Bengaluru startup Vimag Labs has secured its fifth Indian patent for a software-defined EV motor that generates magnetic fields electronically, eliminating rare-earth magnets entirely. With China controlling up to 90% of global rare-earth magnet production, this "Virtual Magnet Synchronous Motor" directly addresses a critical supply chain vulnerability. Backed by $5 million from Accel and already in pilot programmes with vehicle manufacturers, Vimag represents India's most concrete attempt yet at foundational EV motor independence.

Every time an electric vehicle rolls off an assembly line, it carries a quiet geopolitical dependency inside its motor. Almost every EV on the road uses a Permanent Magnet Synchronous Motor, which relies on fixed rare-earth magnets embedded in the rotor to produce torque. And sourcing those magnets means, overwhelmingly, dealing with China. According to consultants AlixPartners, China controls up to 70% of global rare-earth mining, 85% of refining capacity, and about 90% of rare-earth metal alloy and magnet production.

A Bengaluru startup thinks it has found the exit door.

Software as a Substitute for Geology

On July 8, Vimag Labs, a Bengaluru-based deep-tech startup, secured its fifth Indian patent for a rare-earth-free electric motor platform that eliminates permanent magnets from the rotor and uses software-controlled power electronics to generate the magnetic field instead. The patented technology is called the Virtual Magnet Synchronous Motor, or VMSM.

Unlike a conventional Permanent Magnet Synchronous Motor, the VMSM creates and controls its magnetic field through software, power electronics, and control algorithms. Think of it as replacing a fixed physical component with a continuously managed electronic one — the "magnet" exists only as long as the software instructs it to.

Co-founder and CEO Manish Seth noted that the latest patent represents the outcome of more than 87,600 engineering hours invested in research and development. Founded in September 2025, Vimag Labs now holds five granted Indian patents, with 10 additional patent applications and 15 trademarks currently in progress.

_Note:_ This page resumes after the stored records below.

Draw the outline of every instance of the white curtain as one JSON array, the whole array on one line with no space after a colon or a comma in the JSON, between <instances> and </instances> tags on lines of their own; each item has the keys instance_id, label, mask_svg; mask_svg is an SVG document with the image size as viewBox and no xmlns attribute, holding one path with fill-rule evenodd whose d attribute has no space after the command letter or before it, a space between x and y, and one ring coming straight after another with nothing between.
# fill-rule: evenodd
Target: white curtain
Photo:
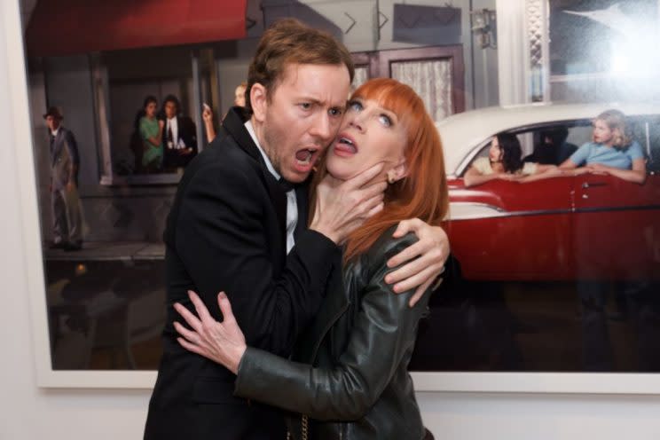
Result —
<instances>
[{"instance_id":1,"label":"white curtain","mask_svg":"<svg viewBox=\"0 0 660 440\"><path fill-rule=\"evenodd\" d=\"M452 61L397 61L391 63L392 78L408 84L424 101L434 121L452 113Z\"/></svg>"}]
</instances>

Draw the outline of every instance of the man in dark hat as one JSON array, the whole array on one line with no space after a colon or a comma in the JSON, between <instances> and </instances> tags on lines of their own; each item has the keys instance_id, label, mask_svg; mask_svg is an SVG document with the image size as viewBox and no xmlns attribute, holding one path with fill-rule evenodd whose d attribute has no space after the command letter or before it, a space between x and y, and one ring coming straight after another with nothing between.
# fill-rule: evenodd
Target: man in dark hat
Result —
<instances>
[{"instance_id":1,"label":"man in dark hat","mask_svg":"<svg viewBox=\"0 0 660 440\"><path fill-rule=\"evenodd\" d=\"M78 197L78 146L71 130L62 127L64 117L58 107L49 107L43 119L51 146L51 248L79 250L82 246L82 224Z\"/></svg>"}]
</instances>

Why the Timing Is Hard to Ignore

This isn't merely a clean-tech story — it's a supply chain security story. About 94.7% of light EVs currently use motors that rely on rare earth elements, according to S&P Mobility. IDTechEx expects more than 75% of passenger EVs will still use rare-earth-based motors by 2030, falling to only about 70% by 2035 — indicating how structurally locked-in the industry remains. Meanwhile, recent export restrictions from China, which dominates the mining and refining of rare earth elements, combined with geopolitical uncertainty, have transformed automakers' dependence into a significant strategic vulnerability.

From Lab to Road

Vimag isn't just filing patents and waiting. The startup has moved beyond laboratory development and is currently conducting pilot projects with two-wheeler and passenger vehicle manufacturers, and is expanding the platform for light commercial vehicles, heavy commercial vehicles, and industrial systems ranging from 200 kW to 600 kW.

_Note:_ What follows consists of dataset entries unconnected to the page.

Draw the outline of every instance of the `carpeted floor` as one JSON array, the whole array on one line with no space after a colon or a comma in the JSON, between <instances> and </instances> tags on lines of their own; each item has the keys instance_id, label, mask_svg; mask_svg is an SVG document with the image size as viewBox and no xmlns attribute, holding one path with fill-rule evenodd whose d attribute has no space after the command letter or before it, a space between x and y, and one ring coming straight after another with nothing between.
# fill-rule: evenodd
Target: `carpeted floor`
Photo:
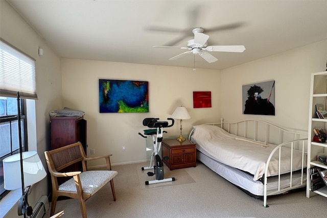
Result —
<instances>
[{"instance_id":1,"label":"carpeted floor","mask_svg":"<svg viewBox=\"0 0 327 218\"><path fill-rule=\"evenodd\" d=\"M262 200L247 195L201 163L196 167L176 171L187 172L194 182L142 188L140 164L113 166L117 201L107 184L86 201L89 218L99 217L320 217L326 216L327 198L306 197L305 191L268 197L269 208ZM146 166L145 163L142 166ZM167 172L167 173L168 172ZM165 177L166 171L165 171ZM180 177L179 177L180 178ZM174 183L172 182L172 183ZM80 217L78 201L58 202L61 217ZM49 217L49 214L46 214Z\"/></svg>"}]
</instances>

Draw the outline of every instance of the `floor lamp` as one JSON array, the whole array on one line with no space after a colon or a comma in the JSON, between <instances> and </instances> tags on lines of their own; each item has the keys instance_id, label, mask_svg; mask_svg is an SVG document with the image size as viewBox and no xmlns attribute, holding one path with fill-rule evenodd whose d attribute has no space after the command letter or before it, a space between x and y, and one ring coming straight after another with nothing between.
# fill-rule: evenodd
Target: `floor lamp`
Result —
<instances>
[{"instance_id":1,"label":"floor lamp","mask_svg":"<svg viewBox=\"0 0 327 218\"><path fill-rule=\"evenodd\" d=\"M180 120L180 135L179 135L179 137L176 139L176 140L179 141L181 144L185 140L185 138L184 138L182 135L182 120L191 119L191 116L190 116L190 114L189 114L189 112L188 112L188 110L186 108L181 106L180 107L177 107L175 110L175 111L172 115L171 117L173 119Z\"/></svg>"},{"instance_id":2,"label":"floor lamp","mask_svg":"<svg viewBox=\"0 0 327 218\"><path fill-rule=\"evenodd\" d=\"M19 93L17 92L19 153L4 159L4 179L5 189L21 188L22 195L18 201L18 213L19 215L24 215L24 217L26 217L33 214L33 209L27 201L31 186L42 180L46 176L46 172L36 151L22 152L19 102ZM18 170L18 169L20 170Z\"/></svg>"}]
</instances>

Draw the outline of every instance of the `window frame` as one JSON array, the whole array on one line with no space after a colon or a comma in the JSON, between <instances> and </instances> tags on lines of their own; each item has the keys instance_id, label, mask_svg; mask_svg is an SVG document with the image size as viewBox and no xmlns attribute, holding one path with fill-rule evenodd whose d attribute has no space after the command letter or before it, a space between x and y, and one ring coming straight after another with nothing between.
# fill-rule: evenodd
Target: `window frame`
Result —
<instances>
[{"instance_id":1,"label":"window frame","mask_svg":"<svg viewBox=\"0 0 327 218\"><path fill-rule=\"evenodd\" d=\"M20 99L19 103L20 104L20 122L21 122L21 142L22 146L22 151L26 151L28 150L28 129L27 129L27 107L26 107L26 100L25 99ZM0 116L0 125L4 122L10 122L11 123L13 121L18 121L18 114L11 115L6 115ZM11 125L11 123L10 123ZM11 135L11 133L10 134ZM1 140L1 139L0 139ZM10 151L5 154L5 155L0 157L0 168L2 168L3 164L2 163L3 160L11 155L19 152L19 148L14 149L13 150L12 148L12 137L10 137L11 141L11 148ZM0 145L1 144L0 144ZM4 188L4 184L3 181L3 168L0 169L0 173L2 173L3 179L1 180L0 183L0 201L4 198L6 195L7 195L10 191L6 190Z\"/></svg>"}]
</instances>

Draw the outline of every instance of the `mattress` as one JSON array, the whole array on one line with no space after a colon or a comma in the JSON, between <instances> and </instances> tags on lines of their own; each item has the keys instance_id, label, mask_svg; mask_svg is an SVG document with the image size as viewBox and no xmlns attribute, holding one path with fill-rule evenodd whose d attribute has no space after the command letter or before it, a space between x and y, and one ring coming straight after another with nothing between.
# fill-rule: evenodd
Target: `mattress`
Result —
<instances>
[{"instance_id":1,"label":"mattress","mask_svg":"<svg viewBox=\"0 0 327 218\"><path fill-rule=\"evenodd\" d=\"M277 146L241 138L218 126L201 125L194 127L192 141L196 143L200 150L209 154L215 160L225 165L248 172L253 175L252 180L254 181L262 178L267 160L272 150ZM291 164L292 149L282 147L281 151L281 174L290 172L291 169L296 171L302 168L302 152L293 150L292 164ZM306 157L303 157L303 160L306 160ZM268 177L278 175L278 163L279 155L277 152L270 162ZM303 164L305 167L306 161Z\"/></svg>"},{"instance_id":2,"label":"mattress","mask_svg":"<svg viewBox=\"0 0 327 218\"><path fill-rule=\"evenodd\" d=\"M199 150L198 147L197 149L198 149L197 159L213 171L233 184L254 195L264 196L264 187L261 181L253 181L253 176L238 169L224 164L215 160L214 157L205 151ZM306 186L306 174L304 173L302 177L301 175L301 172L293 172L292 176L293 187ZM289 187L290 179L290 173L281 176L280 190ZM302 181L302 183L301 181ZM285 191L278 192L278 177L268 178L267 186L267 195L277 194L285 192Z\"/></svg>"}]
</instances>

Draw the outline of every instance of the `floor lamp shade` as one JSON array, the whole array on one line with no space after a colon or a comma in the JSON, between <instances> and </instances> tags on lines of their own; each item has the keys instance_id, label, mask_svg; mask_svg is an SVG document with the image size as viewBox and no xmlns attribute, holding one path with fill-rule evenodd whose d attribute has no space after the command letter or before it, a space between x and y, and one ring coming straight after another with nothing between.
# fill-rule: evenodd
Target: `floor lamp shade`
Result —
<instances>
[{"instance_id":1,"label":"floor lamp shade","mask_svg":"<svg viewBox=\"0 0 327 218\"><path fill-rule=\"evenodd\" d=\"M30 186L42 180L46 176L45 169L35 151L22 152L25 187ZM5 158L4 163L5 189L21 188L20 156L19 154Z\"/></svg>"}]
</instances>

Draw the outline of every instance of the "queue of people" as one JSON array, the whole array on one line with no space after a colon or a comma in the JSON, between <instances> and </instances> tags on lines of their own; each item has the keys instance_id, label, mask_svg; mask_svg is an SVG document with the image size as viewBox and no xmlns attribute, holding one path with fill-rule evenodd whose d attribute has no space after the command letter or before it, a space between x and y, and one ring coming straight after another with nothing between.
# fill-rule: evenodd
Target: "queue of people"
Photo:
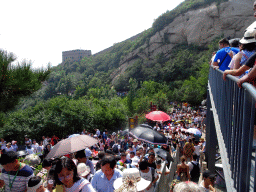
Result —
<instances>
[{"instance_id":1,"label":"queue of people","mask_svg":"<svg viewBox=\"0 0 256 192\"><path fill-rule=\"evenodd\" d=\"M81 134L98 139L98 143L74 154L46 159L59 138L55 135L52 138L43 136L38 144L26 136L27 156L24 159L18 160L21 157L20 151L8 151L3 147L0 158L3 167L0 187L5 186L6 191L57 192L112 192L125 191L124 188L133 191L134 187L137 187L137 191L151 192L154 191L162 175L163 162L167 164L165 175L170 173L168 169L170 162L155 153L155 148L160 148L171 156L178 150L183 155L176 172L180 182L193 181L201 188L207 189L209 188L207 182L206 185L198 184L205 141L186 131L188 128L204 131L206 110L193 109L187 103L181 107L175 103L173 105L174 110L169 113L172 120L156 122L152 127L168 138L168 142L161 146L142 142L122 131L109 134L106 129L103 131L97 129L95 133L83 130ZM6 143L4 139L2 143ZM38 172L37 165L40 162L42 169ZM22 177L19 176L20 174ZM122 178L121 182L120 178ZM213 188L213 184L211 187Z\"/></svg>"}]
</instances>

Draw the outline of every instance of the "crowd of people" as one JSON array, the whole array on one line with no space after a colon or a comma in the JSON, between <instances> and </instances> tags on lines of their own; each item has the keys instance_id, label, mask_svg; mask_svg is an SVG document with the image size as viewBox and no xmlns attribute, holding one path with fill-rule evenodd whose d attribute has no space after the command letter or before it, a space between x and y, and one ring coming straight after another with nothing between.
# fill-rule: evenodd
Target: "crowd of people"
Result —
<instances>
[{"instance_id":1,"label":"crowd of people","mask_svg":"<svg viewBox=\"0 0 256 192\"><path fill-rule=\"evenodd\" d=\"M109 133L97 129L90 133L84 129L80 134L94 137L97 144L74 154L48 159L47 154L60 141L56 135L43 136L40 142L25 136L25 151L18 149L16 141L6 143L2 138L0 187L5 187L5 191L111 192L137 188L137 191L150 192L161 177L164 162L167 165L164 174L170 174L170 160L155 151L160 148L171 156L177 151L182 155L176 171L178 181L191 181L201 189L213 189L214 183L206 177L198 183L205 140L201 135L187 132L188 128L205 132L206 109L193 109L187 103L182 106L173 103L173 106L169 113L171 121L155 122L152 126L168 138L163 145L141 141L121 130ZM38 169L40 163L41 170ZM212 174L208 175L213 179Z\"/></svg>"},{"instance_id":2,"label":"crowd of people","mask_svg":"<svg viewBox=\"0 0 256 192\"><path fill-rule=\"evenodd\" d=\"M253 4L256 10L256 2ZM256 14L254 13L254 17ZM214 68L224 71L223 79L226 80L228 74L239 78L237 85L241 88L242 83L249 82L255 84L256 77L256 22L252 23L244 32L241 39L236 38L219 41L219 50L214 53L210 62Z\"/></svg>"}]
</instances>

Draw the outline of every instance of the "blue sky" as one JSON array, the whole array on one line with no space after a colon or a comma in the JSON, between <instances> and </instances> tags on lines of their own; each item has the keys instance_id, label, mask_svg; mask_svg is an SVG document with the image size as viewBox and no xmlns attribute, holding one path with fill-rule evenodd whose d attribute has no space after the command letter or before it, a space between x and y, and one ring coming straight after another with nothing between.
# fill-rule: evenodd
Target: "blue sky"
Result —
<instances>
[{"instance_id":1,"label":"blue sky","mask_svg":"<svg viewBox=\"0 0 256 192\"><path fill-rule=\"evenodd\" d=\"M92 54L152 26L183 0L1 0L0 49L33 68L56 66L62 51Z\"/></svg>"}]
</instances>

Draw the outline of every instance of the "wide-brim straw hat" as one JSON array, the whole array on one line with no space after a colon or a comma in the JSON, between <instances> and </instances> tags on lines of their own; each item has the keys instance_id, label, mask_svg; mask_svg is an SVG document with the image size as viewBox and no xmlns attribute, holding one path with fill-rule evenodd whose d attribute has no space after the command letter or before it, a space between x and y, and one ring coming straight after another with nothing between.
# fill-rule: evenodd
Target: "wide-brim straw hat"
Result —
<instances>
[{"instance_id":1,"label":"wide-brim straw hat","mask_svg":"<svg viewBox=\"0 0 256 192\"><path fill-rule=\"evenodd\" d=\"M129 168L123 171L123 177L114 181L115 190L127 186L126 182L129 181L135 182L134 186L136 186L137 191L143 191L151 183L151 181L147 181L140 176L140 172L137 168ZM128 191L128 189L125 188L122 191Z\"/></svg>"},{"instance_id":2,"label":"wide-brim straw hat","mask_svg":"<svg viewBox=\"0 0 256 192\"><path fill-rule=\"evenodd\" d=\"M81 177L88 175L90 171L90 168L85 163L79 163L77 165L77 173Z\"/></svg>"},{"instance_id":3,"label":"wide-brim straw hat","mask_svg":"<svg viewBox=\"0 0 256 192\"><path fill-rule=\"evenodd\" d=\"M255 43L256 30L251 29L244 33L244 37L239 41L241 44Z\"/></svg>"}]
</instances>

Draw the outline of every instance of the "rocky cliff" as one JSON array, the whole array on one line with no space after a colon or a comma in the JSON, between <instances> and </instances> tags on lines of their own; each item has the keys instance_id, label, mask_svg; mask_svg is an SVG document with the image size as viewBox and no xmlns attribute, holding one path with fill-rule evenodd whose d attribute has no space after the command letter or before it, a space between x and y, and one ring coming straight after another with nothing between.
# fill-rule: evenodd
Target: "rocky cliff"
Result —
<instances>
[{"instance_id":1,"label":"rocky cliff","mask_svg":"<svg viewBox=\"0 0 256 192\"><path fill-rule=\"evenodd\" d=\"M149 43L123 57L120 67L111 74L112 83L137 59L154 60L159 53L169 57L172 48L181 42L204 45L221 35L241 38L246 27L255 21L253 2L229 0L179 15L163 30L154 34Z\"/></svg>"}]
</instances>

The company raised USD 5 million in a Series A funding round led by Accel, along with Chakra Growth Fund and Thinkuvate, and has also signed a manufacturing MoU with Jendamark India to support large-scale production. Seth noted that the growing patent portfolio supports the company's commercial roadmap — including OEM partnerships, technology licensing, and future manufacturing expansion — calling it a crucial step towards commercialising indigenous electric motor technologies developed entirely in India.

The rare-earth problem is global. The solution, this time, is being engineered in Bengaluru.